Al World Economic Forum di Davos i vertici di aziende e istituzioni occidentali si confrontano sulle prospettive economiche e lanciano proposte, ma la loro rischia di essere solo una maschera.
Basterà il raduno del gotha del capitalismo mondiale per salvare l’economia occidentale dallo spettro della recessione? Nonostante le parole fiduciose ad esempio di Christine Lagarde sulle prospettive macroeconomiche dell’Unione europea nel 2023, gli stessi esperti del World economic forum di Davos sanno che l’Occidente va verso una nuova crisi, spinta da inflazione, caro-energia e prospettive negative della Cina. Nemmeno loro potranno fermarla, anzi.

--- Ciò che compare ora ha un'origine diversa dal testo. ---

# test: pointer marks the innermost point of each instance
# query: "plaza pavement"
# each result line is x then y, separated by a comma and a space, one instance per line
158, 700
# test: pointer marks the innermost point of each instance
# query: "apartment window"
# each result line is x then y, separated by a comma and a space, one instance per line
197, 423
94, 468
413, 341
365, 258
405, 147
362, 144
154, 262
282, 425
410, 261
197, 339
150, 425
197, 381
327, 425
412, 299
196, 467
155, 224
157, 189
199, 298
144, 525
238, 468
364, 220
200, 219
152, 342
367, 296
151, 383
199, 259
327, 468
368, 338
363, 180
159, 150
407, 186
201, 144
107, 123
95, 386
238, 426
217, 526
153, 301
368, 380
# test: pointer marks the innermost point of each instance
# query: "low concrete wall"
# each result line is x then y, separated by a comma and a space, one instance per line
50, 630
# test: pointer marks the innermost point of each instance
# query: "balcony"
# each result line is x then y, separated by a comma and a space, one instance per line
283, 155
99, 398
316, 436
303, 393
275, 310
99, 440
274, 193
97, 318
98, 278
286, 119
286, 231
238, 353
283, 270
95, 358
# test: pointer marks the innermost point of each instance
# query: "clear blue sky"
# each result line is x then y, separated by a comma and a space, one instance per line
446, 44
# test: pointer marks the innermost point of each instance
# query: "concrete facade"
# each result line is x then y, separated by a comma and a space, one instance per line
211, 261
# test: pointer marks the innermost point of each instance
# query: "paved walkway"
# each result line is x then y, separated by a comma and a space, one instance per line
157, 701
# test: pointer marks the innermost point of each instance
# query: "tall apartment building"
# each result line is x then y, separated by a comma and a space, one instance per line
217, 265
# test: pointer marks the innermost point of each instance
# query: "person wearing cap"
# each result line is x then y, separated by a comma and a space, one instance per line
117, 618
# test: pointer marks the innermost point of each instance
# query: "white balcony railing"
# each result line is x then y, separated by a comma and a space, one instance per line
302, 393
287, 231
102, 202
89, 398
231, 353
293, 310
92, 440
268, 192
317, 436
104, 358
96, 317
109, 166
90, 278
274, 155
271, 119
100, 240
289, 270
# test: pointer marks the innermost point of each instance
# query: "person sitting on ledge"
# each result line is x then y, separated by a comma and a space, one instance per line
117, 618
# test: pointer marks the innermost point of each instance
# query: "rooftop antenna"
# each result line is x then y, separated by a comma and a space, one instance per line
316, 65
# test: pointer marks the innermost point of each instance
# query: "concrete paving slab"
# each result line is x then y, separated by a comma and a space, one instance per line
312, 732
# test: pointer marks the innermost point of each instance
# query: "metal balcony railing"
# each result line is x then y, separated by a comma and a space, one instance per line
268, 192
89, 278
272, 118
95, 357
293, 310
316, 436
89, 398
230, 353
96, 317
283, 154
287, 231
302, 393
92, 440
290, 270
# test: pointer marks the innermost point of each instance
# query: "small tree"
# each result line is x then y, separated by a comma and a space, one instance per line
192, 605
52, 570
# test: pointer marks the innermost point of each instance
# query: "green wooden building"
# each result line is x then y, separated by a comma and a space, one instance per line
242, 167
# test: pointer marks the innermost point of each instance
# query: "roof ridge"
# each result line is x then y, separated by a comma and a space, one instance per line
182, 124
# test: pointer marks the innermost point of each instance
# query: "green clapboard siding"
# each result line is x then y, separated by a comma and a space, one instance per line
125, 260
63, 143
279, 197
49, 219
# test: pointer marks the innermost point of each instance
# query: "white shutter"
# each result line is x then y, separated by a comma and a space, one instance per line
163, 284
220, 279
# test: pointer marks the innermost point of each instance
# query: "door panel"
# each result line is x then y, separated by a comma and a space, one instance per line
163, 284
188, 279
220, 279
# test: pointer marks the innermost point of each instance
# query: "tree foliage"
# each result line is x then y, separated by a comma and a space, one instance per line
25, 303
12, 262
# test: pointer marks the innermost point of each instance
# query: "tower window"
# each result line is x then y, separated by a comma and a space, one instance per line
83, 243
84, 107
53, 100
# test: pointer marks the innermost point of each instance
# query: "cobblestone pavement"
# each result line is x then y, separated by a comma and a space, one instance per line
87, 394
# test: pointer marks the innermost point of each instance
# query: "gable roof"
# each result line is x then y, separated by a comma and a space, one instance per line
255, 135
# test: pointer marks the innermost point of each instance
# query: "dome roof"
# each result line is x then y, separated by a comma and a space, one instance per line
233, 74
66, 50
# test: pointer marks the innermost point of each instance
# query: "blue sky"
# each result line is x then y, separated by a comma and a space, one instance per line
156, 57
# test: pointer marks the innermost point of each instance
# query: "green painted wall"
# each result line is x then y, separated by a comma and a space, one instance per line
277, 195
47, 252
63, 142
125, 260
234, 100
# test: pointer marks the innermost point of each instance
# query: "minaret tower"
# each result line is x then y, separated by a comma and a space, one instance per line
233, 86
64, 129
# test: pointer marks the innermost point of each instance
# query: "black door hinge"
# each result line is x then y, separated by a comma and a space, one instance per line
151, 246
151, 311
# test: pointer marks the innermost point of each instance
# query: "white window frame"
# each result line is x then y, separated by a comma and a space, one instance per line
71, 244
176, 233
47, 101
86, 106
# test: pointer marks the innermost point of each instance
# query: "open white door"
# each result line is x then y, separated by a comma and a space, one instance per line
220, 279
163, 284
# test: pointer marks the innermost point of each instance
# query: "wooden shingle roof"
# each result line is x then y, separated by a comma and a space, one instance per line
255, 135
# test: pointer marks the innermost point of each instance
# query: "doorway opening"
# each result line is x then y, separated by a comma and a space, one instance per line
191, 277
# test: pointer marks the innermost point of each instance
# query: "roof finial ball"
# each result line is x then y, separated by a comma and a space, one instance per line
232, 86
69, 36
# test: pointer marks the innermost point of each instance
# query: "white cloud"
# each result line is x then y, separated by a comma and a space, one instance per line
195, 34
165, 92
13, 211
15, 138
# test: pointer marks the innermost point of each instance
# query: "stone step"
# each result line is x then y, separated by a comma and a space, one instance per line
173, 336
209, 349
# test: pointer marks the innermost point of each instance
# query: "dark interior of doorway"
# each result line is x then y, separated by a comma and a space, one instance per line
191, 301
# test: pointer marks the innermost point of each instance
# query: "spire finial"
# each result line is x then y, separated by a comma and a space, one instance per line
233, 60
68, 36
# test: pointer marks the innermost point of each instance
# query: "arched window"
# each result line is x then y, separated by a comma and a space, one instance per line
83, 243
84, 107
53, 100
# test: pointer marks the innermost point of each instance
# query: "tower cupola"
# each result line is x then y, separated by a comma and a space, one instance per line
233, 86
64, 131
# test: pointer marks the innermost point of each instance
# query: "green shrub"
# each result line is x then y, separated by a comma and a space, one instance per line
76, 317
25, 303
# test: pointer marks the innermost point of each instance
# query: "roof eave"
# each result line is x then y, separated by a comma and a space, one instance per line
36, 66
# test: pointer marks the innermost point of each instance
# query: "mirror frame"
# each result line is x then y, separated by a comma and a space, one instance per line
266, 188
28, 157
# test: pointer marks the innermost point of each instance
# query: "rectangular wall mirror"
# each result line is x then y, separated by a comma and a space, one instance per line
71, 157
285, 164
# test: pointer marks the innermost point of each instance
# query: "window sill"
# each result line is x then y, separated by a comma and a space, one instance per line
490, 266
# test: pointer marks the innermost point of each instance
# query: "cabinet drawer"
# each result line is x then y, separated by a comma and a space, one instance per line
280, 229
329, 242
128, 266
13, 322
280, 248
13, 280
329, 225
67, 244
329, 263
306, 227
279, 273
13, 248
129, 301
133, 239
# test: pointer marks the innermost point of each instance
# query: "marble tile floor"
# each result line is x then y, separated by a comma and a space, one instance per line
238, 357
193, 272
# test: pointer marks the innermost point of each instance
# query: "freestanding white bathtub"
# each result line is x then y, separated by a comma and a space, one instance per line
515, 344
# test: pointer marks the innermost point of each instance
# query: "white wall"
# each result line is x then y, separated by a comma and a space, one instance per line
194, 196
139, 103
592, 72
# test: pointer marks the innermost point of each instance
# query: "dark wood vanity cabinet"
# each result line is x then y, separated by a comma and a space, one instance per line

Quest’anno come mai le critiche all’annuale meeting con economisti noti e vertici di aziende e istituzioni economiche occidentali sono tante e differenziate. Questo innanzitutto perché il forum di Davos ha dato spazio ai cosiddetti “falchi” europei, convinti che si debba continuare con politiche monetarie restrittive, tornando a una certa austerità sui conti pubblici e a politiche neoliberiste sulle pensioni. Politiche che, secondo gli economisti di scuola neo-keynesiana, rischiano di aggravare la crisi sociale.